刘中于只当沈毅这是谦虚之言。
毕竟,沈毅的才能有目共睹,建立起这般百户所,已是令人惊叹。
更别提那卓越的军事天赋了。
直接带着民兵团就干翻了黑风军残部。
他都是沈毅从无到有的见证者。
非常明白沈毅是一个多么出众以及具备才能的人。
能够琢磨出这般奇阵,也确实大有可能!
“鸳鸯阵……”刘中于念了一遍这名字,又望向校场上正在不断演练的众人,“好名字。阵里的兵卒两两相依、彼此照应,可不就跟鸳鸯成对似的?”
“大人,下官斗胆问一句。此阵如此精妙,若是推广出去,若各卫所各兵营都练熟了这套阵法,对付倭寇必定胜算极高啊!”
沈毅闻言,不禁摇了摇头,目光从校场上收回来,看向刘中于,语气平实:“你以为我不想?可事情没那么简单。”
他伸手指了指校场上那些兵刃:“你仔细看看那些兵器——狼筅用的山竹,要挑三四年以上老竹,中段不空、不裂、不弯,一棵山上能选出几根合用的?
“那长藤牌,里层竹篾、中层棕皮、外层熟牛皮,一样不能少,单是浸桐油就得反复三道,费工费料。”
“还有那必备的火枪、特质的腰刀等等。这些兵器,起码多费三倍以上的工时……随便哪一件都比制式的兵器贵出数倍去。”
他顿了顿,又道:“再者,练这阵势不是光给每人发一件兵器就完了。
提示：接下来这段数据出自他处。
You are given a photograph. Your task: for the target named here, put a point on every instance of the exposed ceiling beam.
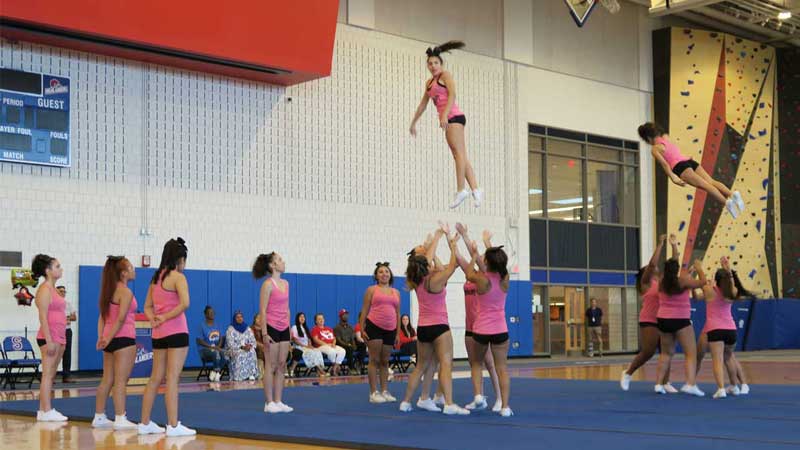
(682, 6)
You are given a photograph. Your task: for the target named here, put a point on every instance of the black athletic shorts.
(119, 343)
(429, 333)
(486, 339)
(178, 340)
(726, 336)
(376, 332)
(683, 165)
(278, 335)
(673, 325)
(462, 119)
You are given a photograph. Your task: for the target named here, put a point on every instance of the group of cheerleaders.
(665, 316)
(665, 319)
(167, 300)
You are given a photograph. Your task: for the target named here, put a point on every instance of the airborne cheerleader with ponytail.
(441, 89)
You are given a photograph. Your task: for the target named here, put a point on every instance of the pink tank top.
(440, 95)
(718, 313)
(492, 311)
(383, 309)
(672, 154)
(432, 307)
(649, 312)
(674, 306)
(165, 301)
(470, 305)
(128, 328)
(278, 307)
(56, 318)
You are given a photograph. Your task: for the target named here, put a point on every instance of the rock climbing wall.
(721, 113)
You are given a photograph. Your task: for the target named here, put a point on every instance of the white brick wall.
(331, 179)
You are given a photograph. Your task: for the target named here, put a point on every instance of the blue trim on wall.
(567, 277)
(228, 291)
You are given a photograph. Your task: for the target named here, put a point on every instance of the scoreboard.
(34, 118)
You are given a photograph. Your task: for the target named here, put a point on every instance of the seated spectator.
(345, 338)
(302, 348)
(241, 348)
(407, 343)
(209, 345)
(256, 329)
(325, 341)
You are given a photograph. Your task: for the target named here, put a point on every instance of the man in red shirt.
(324, 339)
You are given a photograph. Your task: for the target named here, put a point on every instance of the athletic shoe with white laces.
(284, 407)
(427, 405)
(454, 409)
(50, 416)
(477, 197)
(737, 197)
(730, 205)
(498, 405)
(388, 396)
(459, 198)
(179, 430)
(121, 422)
(272, 408)
(101, 421)
(478, 403)
(692, 390)
(625, 381)
(150, 428)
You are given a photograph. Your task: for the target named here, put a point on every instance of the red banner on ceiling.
(281, 42)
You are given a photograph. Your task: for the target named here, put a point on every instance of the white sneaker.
(454, 409)
(50, 416)
(284, 407)
(459, 198)
(122, 423)
(179, 430)
(730, 205)
(376, 397)
(388, 396)
(625, 381)
(272, 408)
(99, 421)
(478, 403)
(737, 197)
(733, 390)
(427, 405)
(150, 428)
(498, 405)
(477, 197)
(692, 390)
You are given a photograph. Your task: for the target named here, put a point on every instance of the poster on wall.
(34, 118)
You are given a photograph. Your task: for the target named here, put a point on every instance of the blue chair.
(14, 345)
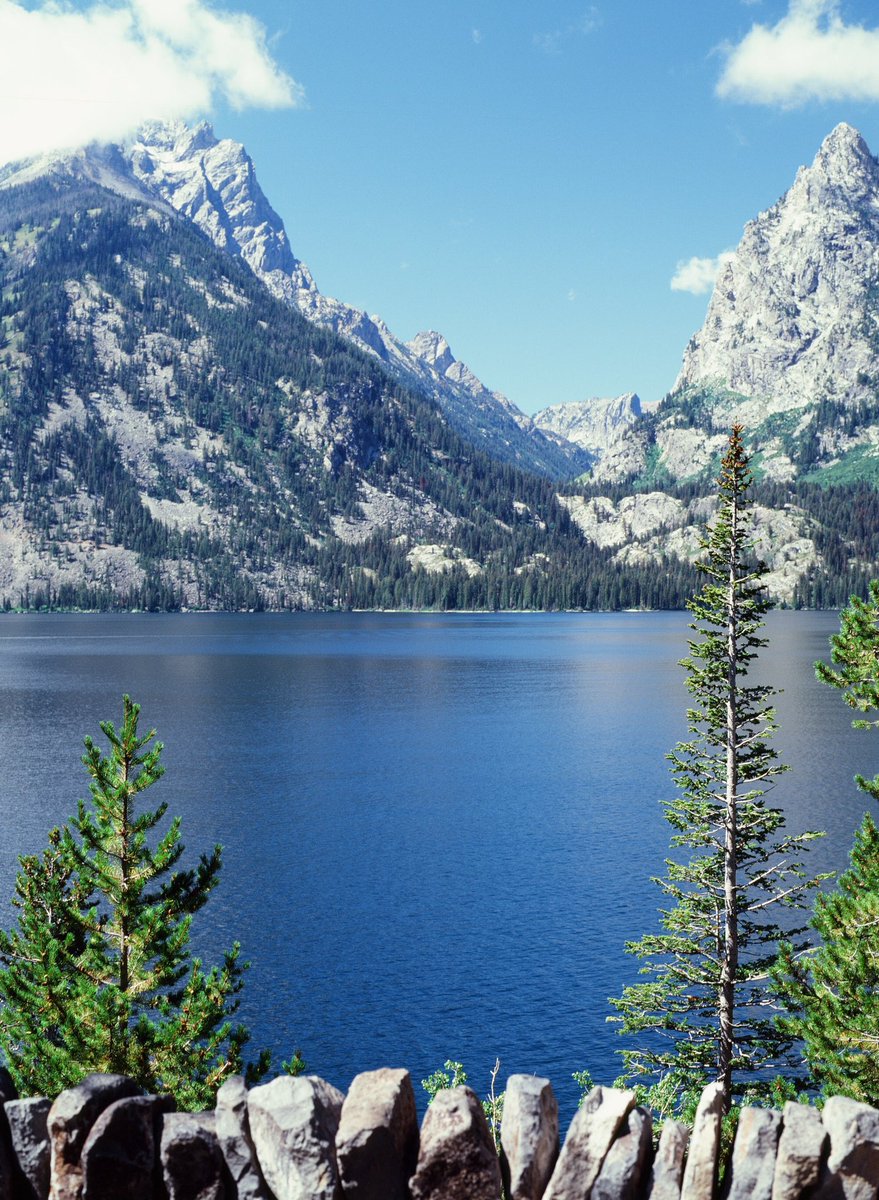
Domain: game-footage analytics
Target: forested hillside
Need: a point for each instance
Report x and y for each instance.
(173, 436)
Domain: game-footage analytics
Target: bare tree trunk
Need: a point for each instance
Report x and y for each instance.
(729, 958)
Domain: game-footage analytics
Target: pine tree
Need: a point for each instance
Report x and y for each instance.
(833, 991)
(97, 975)
(704, 1012)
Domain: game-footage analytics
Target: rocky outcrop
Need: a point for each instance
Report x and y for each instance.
(30, 1146)
(528, 1137)
(119, 1157)
(596, 425)
(237, 1143)
(456, 1159)
(294, 1123)
(791, 318)
(315, 1144)
(591, 1134)
(192, 1163)
(70, 1122)
(377, 1138)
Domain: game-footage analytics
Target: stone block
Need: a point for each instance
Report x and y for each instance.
(591, 1134)
(235, 1141)
(71, 1119)
(528, 1137)
(700, 1173)
(192, 1163)
(627, 1162)
(456, 1159)
(30, 1145)
(119, 1159)
(377, 1138)
(293, 1122)
(802, 1149)
(667, 1173)
(754, 1151)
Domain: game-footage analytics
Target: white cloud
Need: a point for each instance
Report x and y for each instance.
(70, 76)
(698, 275)
(809, 54)
(551, 42)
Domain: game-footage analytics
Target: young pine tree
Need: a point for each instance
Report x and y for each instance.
(833, 991)
(704, 1012)
(97, 975)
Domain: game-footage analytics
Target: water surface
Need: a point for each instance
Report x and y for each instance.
(438, 829)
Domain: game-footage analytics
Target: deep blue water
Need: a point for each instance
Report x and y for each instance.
(438, 829)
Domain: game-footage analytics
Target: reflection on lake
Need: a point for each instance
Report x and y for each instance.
(438, 829)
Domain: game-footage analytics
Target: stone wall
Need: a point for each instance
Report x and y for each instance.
(302, 1139)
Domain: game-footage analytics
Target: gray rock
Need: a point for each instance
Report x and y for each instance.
(30, 1144)
(590, 1137)
(71, 1119)
(192, 1164)
(753, 1165)
(626, 1163)
(235, 1140)
(853, 1163)
(7, 1159)
(119, 1157)
(456, 1159)
(700, 1173)
(528, 1137)
(667, 1173)
(377, 1138)
(801, 1152)
(293, 1123)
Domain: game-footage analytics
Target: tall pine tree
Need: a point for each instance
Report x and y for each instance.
(833, 990)
(97, 975)
(704, 1014)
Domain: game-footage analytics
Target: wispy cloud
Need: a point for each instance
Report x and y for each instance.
(809, 54)
(94, 75)
(552, 41)
(698, 275)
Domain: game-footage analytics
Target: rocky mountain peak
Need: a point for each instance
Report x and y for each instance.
(844, 156)
(596, 425)
(790, 321)
(434, 349)
(177, 136)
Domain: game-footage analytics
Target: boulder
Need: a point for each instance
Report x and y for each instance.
(667, 1173)
(119, 1157)
(528, 1137)
(626, 1163)
(377, 1138)
(700, 1173)
(293, 1122)
(853, 1163)
(801, 1152)
(590, 1137)
(71, 1119)
(7, 1159)
(235, 1140)
(30, 1145)
(192, 1164)
(753, 1167)
(456, 1159)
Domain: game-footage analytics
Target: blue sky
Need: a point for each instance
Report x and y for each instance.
(524, 177)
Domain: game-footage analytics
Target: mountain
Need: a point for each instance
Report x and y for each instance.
(601, 427)
(790, 341)
(172, 435)
(185, 421)
(213, 183)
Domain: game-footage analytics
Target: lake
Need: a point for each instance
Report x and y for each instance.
(438, 829)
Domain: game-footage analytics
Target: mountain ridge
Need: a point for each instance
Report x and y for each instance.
(213, 184)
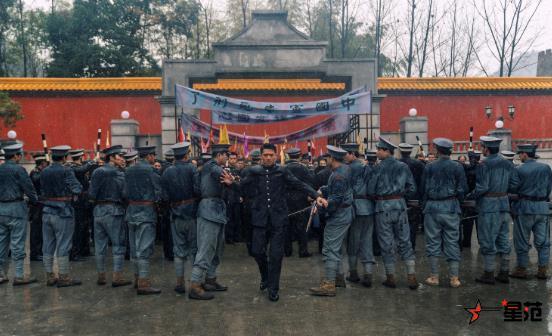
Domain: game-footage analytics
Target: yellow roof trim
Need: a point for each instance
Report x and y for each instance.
(465, 84)
(268, 85)
(81, 84)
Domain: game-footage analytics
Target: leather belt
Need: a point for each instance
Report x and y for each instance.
(533, 198)
(442, 199)
(361, 197)
(388, 197)
(183, 202)
(58, 199)
(12, 201)
(495, 194)
(150, 203)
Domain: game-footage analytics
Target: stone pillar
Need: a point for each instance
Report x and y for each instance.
(505, 135)
(412, 127)
(124, 132)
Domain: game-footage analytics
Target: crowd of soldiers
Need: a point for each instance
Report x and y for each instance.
(372, 205)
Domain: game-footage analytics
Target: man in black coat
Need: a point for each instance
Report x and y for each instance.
(268, 184)
(297, 200)
(417, 169)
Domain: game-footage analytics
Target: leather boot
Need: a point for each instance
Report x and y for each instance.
(502, 277)
(340, 281)
(197, 292)
(65, 281)
(51, 279)
(101, 279)
(367, 280)
(542, 273)
(180, 288)
(412, 282)
(119, 280)
(519, 273)
(23, 281)
(390, 281)
(144, 287)
(327, 288)
(486, 278)
(211, 285)
(353, 276)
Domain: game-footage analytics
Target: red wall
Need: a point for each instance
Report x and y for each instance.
(451, 116)
(75, 120)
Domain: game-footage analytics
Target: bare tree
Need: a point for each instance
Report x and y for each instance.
(506, 24)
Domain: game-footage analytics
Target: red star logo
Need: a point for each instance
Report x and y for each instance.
(474, 312)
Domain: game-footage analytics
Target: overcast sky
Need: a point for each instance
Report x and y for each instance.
(541, 25)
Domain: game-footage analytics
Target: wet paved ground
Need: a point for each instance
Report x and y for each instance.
(243, 310)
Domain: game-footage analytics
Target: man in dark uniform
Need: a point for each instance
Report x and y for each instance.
(359, 238)
(107, 188)
(211, 219)
(247, 196)
(321, 179)
(143, 192)
(269, 183)
(232, 198)
(35, 212)
(59, 188)
(392, 181)
(14, 183)
(180, 190)
(495, 177)
(417, 169)
(83, 216)
(532, 212)
(443, 188)
(165, 213)
(297, 200)
(338, 202)
(469, 214)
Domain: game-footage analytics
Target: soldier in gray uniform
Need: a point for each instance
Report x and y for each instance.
(143, 192)
(107, 188)
(59, 188)
(180, 190)
(211, 218)
(532, 212)
(495, 177)
(391, 182)
(338, 202)
(14, 183)
(443, 187)
(359, 239)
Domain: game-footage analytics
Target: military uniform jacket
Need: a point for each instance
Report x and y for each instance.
(360, 175)
(58, 181)
(339, 194)
(535, 186)
(391, 178)
(212, 206)
(142, 183)
(269, 186)
(178, 182)
(417, 169)
(108, 185)
(443, 186)
(14, 183)
(494, 175)
(297, 199)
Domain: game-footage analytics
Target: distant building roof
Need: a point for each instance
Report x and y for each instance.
(385, 85)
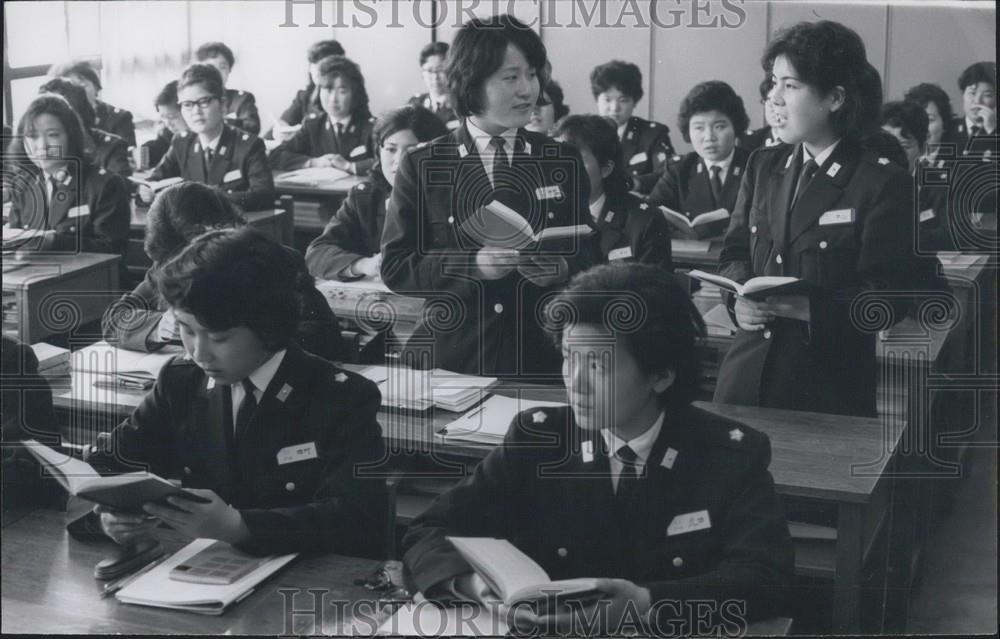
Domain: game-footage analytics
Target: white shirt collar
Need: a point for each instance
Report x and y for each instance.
(823, 155)
(641, 445)
(597, 206)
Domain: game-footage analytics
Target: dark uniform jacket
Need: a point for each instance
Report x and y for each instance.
(133, 321)
(633, 231)
(757, 138)
(481, 327)
(317, 137)
(548, 490)
(240, 109)
(115, 120)
(239, 167)
(183, 429)
(646, 150)
(685, 185)
(850, 232)
(110, 152)
(303, 104)
(354, 232)
(445, 113)
(89, 209)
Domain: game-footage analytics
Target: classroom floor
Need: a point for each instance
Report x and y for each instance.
(957, 593)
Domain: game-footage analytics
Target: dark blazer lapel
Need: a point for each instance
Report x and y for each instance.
(824, 190)
(222, 157)
(779, 193)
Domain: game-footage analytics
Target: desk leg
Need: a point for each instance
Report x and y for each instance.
(847, 582)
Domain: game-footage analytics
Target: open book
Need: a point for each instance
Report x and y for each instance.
(127, 492)
(499, 226)
(756, 288)
(514, 577)
(156, 588)
(699, 227)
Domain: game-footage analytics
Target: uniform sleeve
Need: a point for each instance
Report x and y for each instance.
(342, 242)
(293, 153)
(347, 513)
(476, 507)
(260, 193)
(106, 230)
(132, 321)
(757, 556)
(667, 191)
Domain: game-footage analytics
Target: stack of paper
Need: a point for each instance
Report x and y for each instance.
(488, 423)
(53, 361)
(156, 588)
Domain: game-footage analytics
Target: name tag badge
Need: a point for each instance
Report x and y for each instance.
(299, 452)
(837, 216)
(622, 253)
(79, 211)
(548, 192)
(689, 522)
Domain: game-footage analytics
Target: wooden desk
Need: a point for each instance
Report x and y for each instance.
(49, 588)
(57, 293)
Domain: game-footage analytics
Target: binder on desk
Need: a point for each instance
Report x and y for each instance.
(157, 589)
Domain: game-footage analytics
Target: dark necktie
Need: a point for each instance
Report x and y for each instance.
(247, 408)
(628, 479)
(716, 182)
(807, 173)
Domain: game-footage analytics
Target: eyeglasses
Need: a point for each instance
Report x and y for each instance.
(203, 103)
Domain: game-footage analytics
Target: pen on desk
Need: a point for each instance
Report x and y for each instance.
(120, 583)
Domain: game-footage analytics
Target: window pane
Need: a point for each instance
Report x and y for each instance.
(22, 92)
(36, 32)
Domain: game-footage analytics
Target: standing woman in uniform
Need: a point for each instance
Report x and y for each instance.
(822, 209)
(59, 190)
(496, 70)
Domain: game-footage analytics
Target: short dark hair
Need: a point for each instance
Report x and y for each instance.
(81, 68)
(204, 74)
(713, 95)
(600, 136)
(213, 49)
(323, 49)
(617, 74)
(826, 55)
(59, 107)
(167, 95)
(926, 93)
(76, 97)
(181, 213)
(554, 93)
(477, 52)
(338, 66)
(978, 72)
(659, 323)
(909, 117)
(237, 277)
(433, 49)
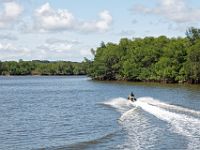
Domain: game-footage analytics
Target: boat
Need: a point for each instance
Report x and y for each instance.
(131, 97)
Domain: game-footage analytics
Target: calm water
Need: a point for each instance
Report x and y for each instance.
(77, 113)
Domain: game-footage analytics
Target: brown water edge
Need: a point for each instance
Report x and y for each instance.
(184, 85)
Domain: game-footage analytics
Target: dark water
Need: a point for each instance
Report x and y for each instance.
(77, 113)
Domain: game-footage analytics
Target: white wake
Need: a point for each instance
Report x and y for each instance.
(183, 121)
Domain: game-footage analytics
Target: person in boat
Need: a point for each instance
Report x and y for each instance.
(131, 97)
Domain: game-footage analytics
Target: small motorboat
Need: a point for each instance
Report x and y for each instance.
(131, 97)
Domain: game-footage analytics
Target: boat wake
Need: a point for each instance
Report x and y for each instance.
(183, 121)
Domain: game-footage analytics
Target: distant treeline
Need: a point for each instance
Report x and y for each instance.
(37, 67)
(160, 59)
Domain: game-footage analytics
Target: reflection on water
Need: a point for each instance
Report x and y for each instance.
(77, 113)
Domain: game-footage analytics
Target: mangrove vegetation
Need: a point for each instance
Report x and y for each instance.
(156, 59)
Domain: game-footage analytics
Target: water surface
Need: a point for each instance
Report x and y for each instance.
(78, 113)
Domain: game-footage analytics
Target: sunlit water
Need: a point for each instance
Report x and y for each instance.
(78, 113)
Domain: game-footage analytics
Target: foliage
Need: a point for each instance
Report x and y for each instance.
(37, 67)
(160, 59)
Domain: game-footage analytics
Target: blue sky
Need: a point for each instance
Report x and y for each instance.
(68, 29)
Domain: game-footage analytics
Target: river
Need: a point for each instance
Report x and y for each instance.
(74, 112)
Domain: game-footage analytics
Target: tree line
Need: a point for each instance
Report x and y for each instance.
(156, 59)
(38, 67)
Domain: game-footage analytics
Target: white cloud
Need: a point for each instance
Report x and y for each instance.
(55, 40)
(127, 33)
(8, 36)
(11, 52)
(175, 10)
(49, 19)
(11, 12)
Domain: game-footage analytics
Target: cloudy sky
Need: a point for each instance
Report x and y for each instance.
(68, 29)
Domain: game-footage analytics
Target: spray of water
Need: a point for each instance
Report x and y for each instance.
(183, 121)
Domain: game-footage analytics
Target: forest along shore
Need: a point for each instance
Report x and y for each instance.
(38, 67)
(149, 59)
(157, 59)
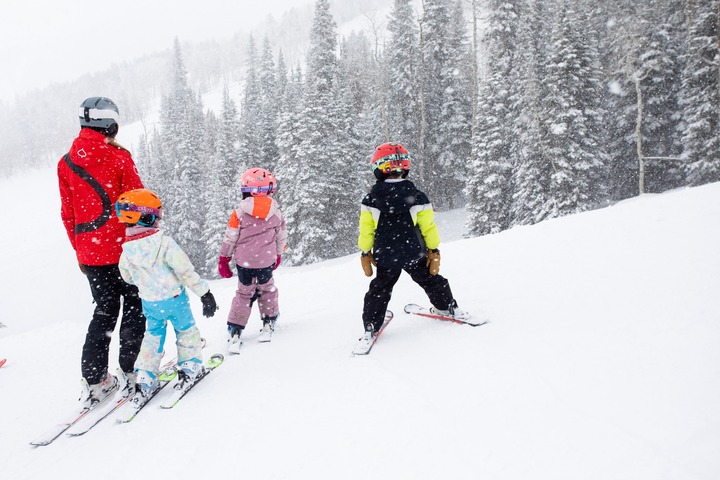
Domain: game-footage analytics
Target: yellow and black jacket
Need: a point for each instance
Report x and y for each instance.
(397, 222)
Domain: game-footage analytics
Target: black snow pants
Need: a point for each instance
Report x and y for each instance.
(108, 289)
(378, 296)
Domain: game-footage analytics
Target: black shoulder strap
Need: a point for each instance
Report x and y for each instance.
(104, 198)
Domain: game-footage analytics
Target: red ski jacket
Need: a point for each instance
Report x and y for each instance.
(91, 177)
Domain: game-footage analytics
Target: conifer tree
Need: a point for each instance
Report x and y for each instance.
(321, 154)
(701, 93)
(533, 167)
(288, 165)
(267, 114)
(489, 189)
(401, 70)
(573, 119)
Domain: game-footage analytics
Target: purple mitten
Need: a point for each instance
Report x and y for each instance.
(224, 267)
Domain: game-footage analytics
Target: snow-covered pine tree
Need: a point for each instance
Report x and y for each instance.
(701, 93)
(215, 218)
(322, 157)
(354, 99)
(268, 112)
(400, 73)
(455, 123)
(250, 111)
(288, 167)
(489, 189)
(438, 80)
(661, 121)
(189, 209)
(573, 121)
(231, 164)
(533, 167)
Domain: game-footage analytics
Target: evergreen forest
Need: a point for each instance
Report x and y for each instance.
(517, 110)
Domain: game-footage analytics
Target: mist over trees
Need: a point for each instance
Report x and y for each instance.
(518, 110)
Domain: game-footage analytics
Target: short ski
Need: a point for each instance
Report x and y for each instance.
(364, 346)
(265, 335)
(135, 404)
(51, 435)
(179, 392)
(83, 427)
(426, 312)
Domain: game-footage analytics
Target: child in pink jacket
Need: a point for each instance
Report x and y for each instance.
(255, 237)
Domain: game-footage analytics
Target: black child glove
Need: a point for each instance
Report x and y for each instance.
(433, 261)
(209, 305)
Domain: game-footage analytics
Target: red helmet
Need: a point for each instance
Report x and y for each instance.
(389, 158)
(258, 182)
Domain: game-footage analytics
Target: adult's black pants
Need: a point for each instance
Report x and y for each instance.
(111, 293)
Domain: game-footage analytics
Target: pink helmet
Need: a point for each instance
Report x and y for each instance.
(258, 182)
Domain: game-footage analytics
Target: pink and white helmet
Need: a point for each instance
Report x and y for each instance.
(258, 182)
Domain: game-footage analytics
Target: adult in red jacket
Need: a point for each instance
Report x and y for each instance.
(92, 175)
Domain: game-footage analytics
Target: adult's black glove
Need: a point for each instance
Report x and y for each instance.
(433, 261)
(367, 261)
(209, 305)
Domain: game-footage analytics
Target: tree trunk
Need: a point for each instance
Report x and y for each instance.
(638, 137)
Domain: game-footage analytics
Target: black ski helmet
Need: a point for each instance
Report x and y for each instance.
(101, 114)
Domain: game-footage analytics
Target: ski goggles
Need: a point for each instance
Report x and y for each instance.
(267, 189)
(129, 207)
(392, 163)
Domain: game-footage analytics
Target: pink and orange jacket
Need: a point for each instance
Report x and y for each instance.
(256, 233)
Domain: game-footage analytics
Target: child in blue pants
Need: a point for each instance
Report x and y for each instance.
(162, 272)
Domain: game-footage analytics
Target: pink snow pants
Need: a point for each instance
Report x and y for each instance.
(241, 307)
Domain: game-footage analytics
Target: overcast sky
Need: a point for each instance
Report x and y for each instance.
(45, 41)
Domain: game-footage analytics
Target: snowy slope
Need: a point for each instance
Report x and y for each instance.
(600, 360)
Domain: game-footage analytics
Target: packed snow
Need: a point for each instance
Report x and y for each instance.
(600, 360)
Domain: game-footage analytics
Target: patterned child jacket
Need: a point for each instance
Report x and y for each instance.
(397, 222)
(255, 234)
(90, 181)
(159, 268)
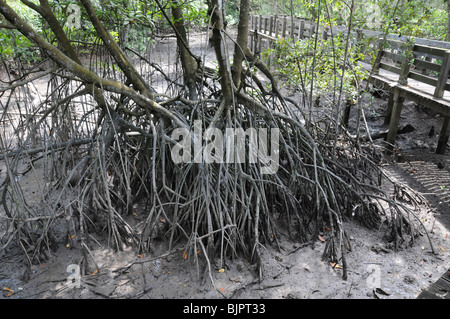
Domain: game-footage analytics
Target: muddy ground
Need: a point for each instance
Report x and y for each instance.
(292, 272)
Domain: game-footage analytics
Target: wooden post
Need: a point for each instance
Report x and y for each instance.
(312, 30)
(265, 24)
(260, 23)
(443, 136)
(277, 26)
(395, 119)
(425, 70)
(271, 26)
(325, 33)
(301, 31)
(406, 65)
(376, 65)
(443, 75)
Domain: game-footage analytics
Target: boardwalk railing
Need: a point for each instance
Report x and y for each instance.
(410, 68)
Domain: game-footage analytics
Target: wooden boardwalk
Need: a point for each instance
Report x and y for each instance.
(439, 290)
(415, 69)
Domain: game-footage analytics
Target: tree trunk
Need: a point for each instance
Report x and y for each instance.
(241, 42)
(190, 66)
(448, 20)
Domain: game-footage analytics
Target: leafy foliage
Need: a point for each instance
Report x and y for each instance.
(299, 67)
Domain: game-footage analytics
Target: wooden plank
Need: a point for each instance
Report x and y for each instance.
(423, 78)
(429, 50)
(393, 56)
(389, 67)
(427, 65)
(443, 75)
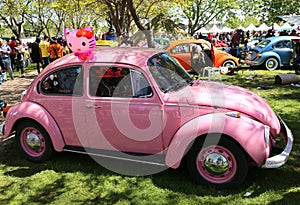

单兵要练熟悉、小队要练配合、各阵之间要练呼应!”
“沿海卫所那么多营寨、那么多兵卒,若都要配齐这些兵器,还都要专门训练此阵,你算算要花多少银两、费多少时日?”
“朝廷拨下来的军费就那么些,岂是我一言之就能推广出去的,那些上官……说白了点吧,那些贪官能点头同意?”
刘中于愣了一下,张了张嘴,想说些什么,又咽了回去。
一时间,刘中于的面色不禁暗了几分,转头看向校场,那些兵卒正挥舞着狼筅、藤牌,演练得一丝不苟,动作间果真如鸳鸯成双、进退相护,令他眼中有着深切的惋惜……
此前兴奋过头,倒是忘了如今这副贪墨横行、法纪废弛世道了。
沈毅的话没错,这每一样兵器背后,都是银子堆出来的,都是工时磨出来的,都是心血熬出来的。
沿海官兵,若要人人配齐这般装备、个个练熟这般配合……那得是多少钱粮?多少时日?多少人力?
他又想到朝廷拨下来的军费,一层一层分发下来,沿途不知要被刮去多少油水。
沈毅说得对,此阵再好,也经不起那些伸手的人。
况且,那些上官,岂会让府库的银子白花花的流出去?早已是视作了自己的私库!!
如今单单一个满编的百卫所,要配备这般武器,略微估算,花费估计就要将近两千两了,再算上每日操练的粮饷……这个数字,蹭蹭地往上涨。
单单一个百卫所,估计就要耗掉数千两的银子。
按照如今这腐败官场的‘潜规则’,到时候层层伸手下来,估摸着配备一个百卫所,朝廷就要拨资上万两。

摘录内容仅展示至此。